Ostrowski was in court yesterday with Peter Reese, who sat on the county charter revision commission. He recounts that Reese kept repeating that Paul Cambria, representing the legislature, was correct in his argument before the court. Adds Ostrowski,
Now, Collins previously insisted on printing 365,000 tax bills that are now headed for the recycling bin. Pride goeth before the fall, Chris.
Prediction: anyone who wants to run against Chris in three years will be scrambling tomorrow for copies of those erroneous tax bills. Expect to see them in anti-Collins commercials in the next election.
One of our best judges, Paula Feroleto, had granted a TRO, later vacated, against Collins to stop him from printing the tax bills. Collins should have listened to wise counsel but I suspect he listens to no one but the man in the mirror.
I think that’s absolutely right. Someone will get a hold of the old bill and compare it to a revised bill, and make the argument that Collins tried to raise your taxes higher than necessary, and it took a judge to shut him down. On top of that, the cost of printing those bills during a pending lawsuit affecting them, was paid by you and me. I hardly think that “Six Sigma” principles were exercised in connection with that endeavor. Doesn’t seem too lean or efficient to me.

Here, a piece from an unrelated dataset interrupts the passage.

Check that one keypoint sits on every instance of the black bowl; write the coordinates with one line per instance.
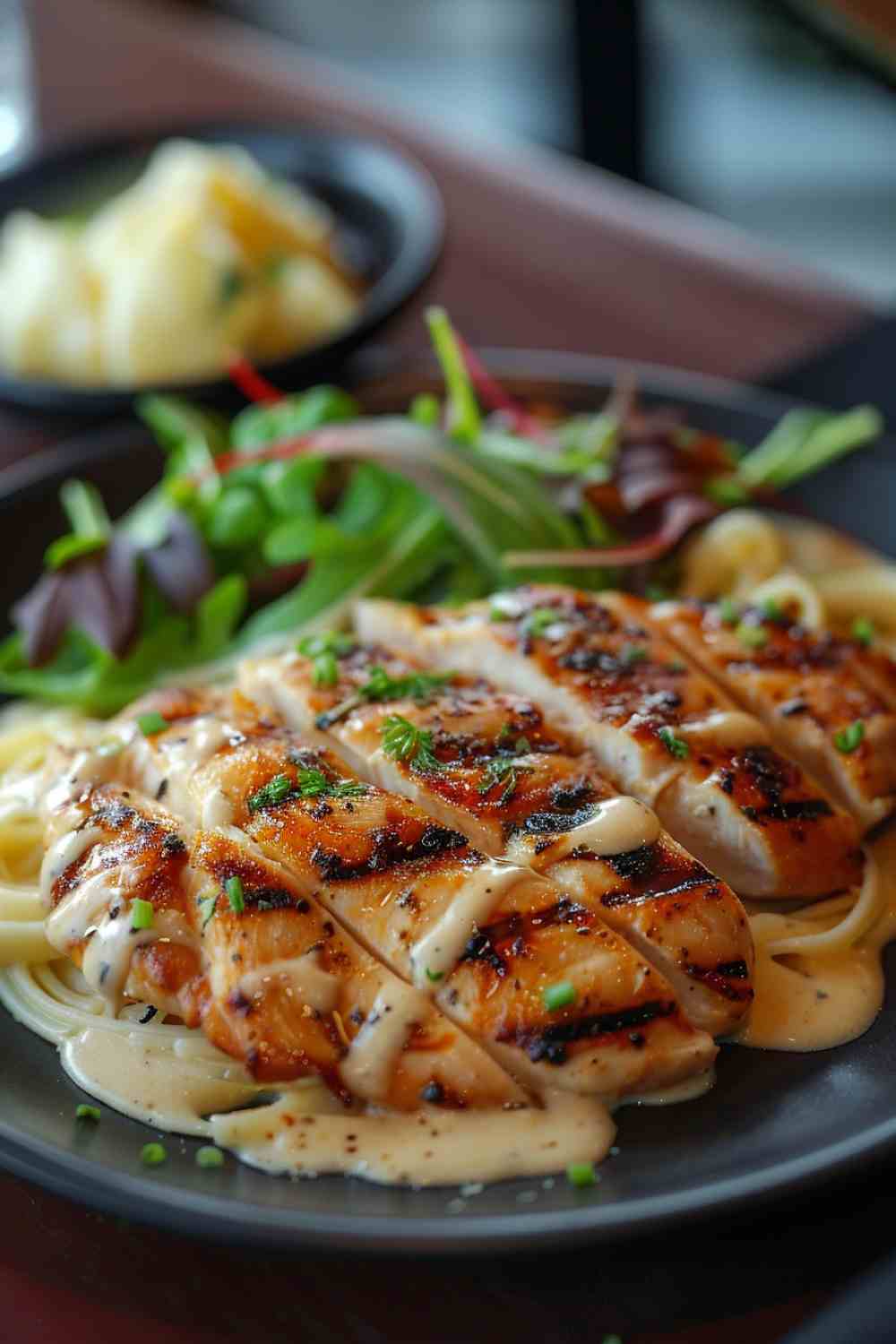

I have the sense that things are worse now than they were under Giambra. At least Giambra was an old-time pol, and even when he was wrong or being a prick, at least you had the sense that he was a political animal who knew how and when to listen and compromise. He knew that the legislature had a role to play in county government.
Now? This petty and too-expensive fighting over who gets to control 10% of a billion-dollar budget just underscores how useless this governmental entity as a whole has become. So, let’s revisit this:
‘Twas 2008, and the county was screwed
the people were not in a holiday mood.
The taxes, they said, were quite high, thanks, enough,
and people agreed that the times were quite tough.
On a floor called sixteen, a man crunched up some numbers
Six Sigma, he thought, would drag us out of our slumber.
Amid raises for managers, programs were cut.
The lawmakers’ charges, he’d always rebut.
In order to pay for his raises so steep,
the people’d fish money from pockets less deep.
Thanks to meltdowns and layoffs – economy dire,
taxpayers had little up there to admire.
But lawmakers thought they could do him one better
and changed his proposals – some letter by letter.
They cut all the raises, revived some dead funding,
and wondered, who died and made this guy the king?
On the floor of sixteen, Collins grew quite enraged,
and the comptroller soon had to become more engaged.
Explaining to Collins his budget was faulty,
but not using language one might think was too salty.
He told the lawmakers that they were wrong, too.
Their outlook was based on too blissful a view.
A budget like theirs, higher taxes required,
a result that really quite no one desired.
The leg passed its budget, some vetoes were used.
The leg overrode some, those cuts they refused.
Then from the Rath Building arose some weird chatter.
The People then wondered, “NOW, what was the matter?”
It seemed a dispute had arisen quite great,
as to which branch of power could set the tax rate.
The executive said, he’s the man with the pen,
while the leg thought that it could. It told him, and then…
To court they all went, led by Lynn Marinelli.
against Collins and Green, (I saw her on the telly).
Judge Feroleto granted Lynn an injunction,
who argued that Collins had usurped a leg function.
Then Judge Peradotto, the leg soon lamented,
ordered that Collins’ bills could be printed.
So from Springville to Amherst and then Lackawanna,
we’ll pay more for less stuff, sort of anti-nirvana.
So now a new judge said that Collins was wrong
and the battle in court, it will not be prolonged.
Your taxes this year will go just a bit higher,
but not nearly as much as Chris Collins desired.
When green and red budgets were part of existence,
we complained and cajoled, and put up some resistance.
the problems keep coming, they should all feel shame.
For now everything new can seem old again.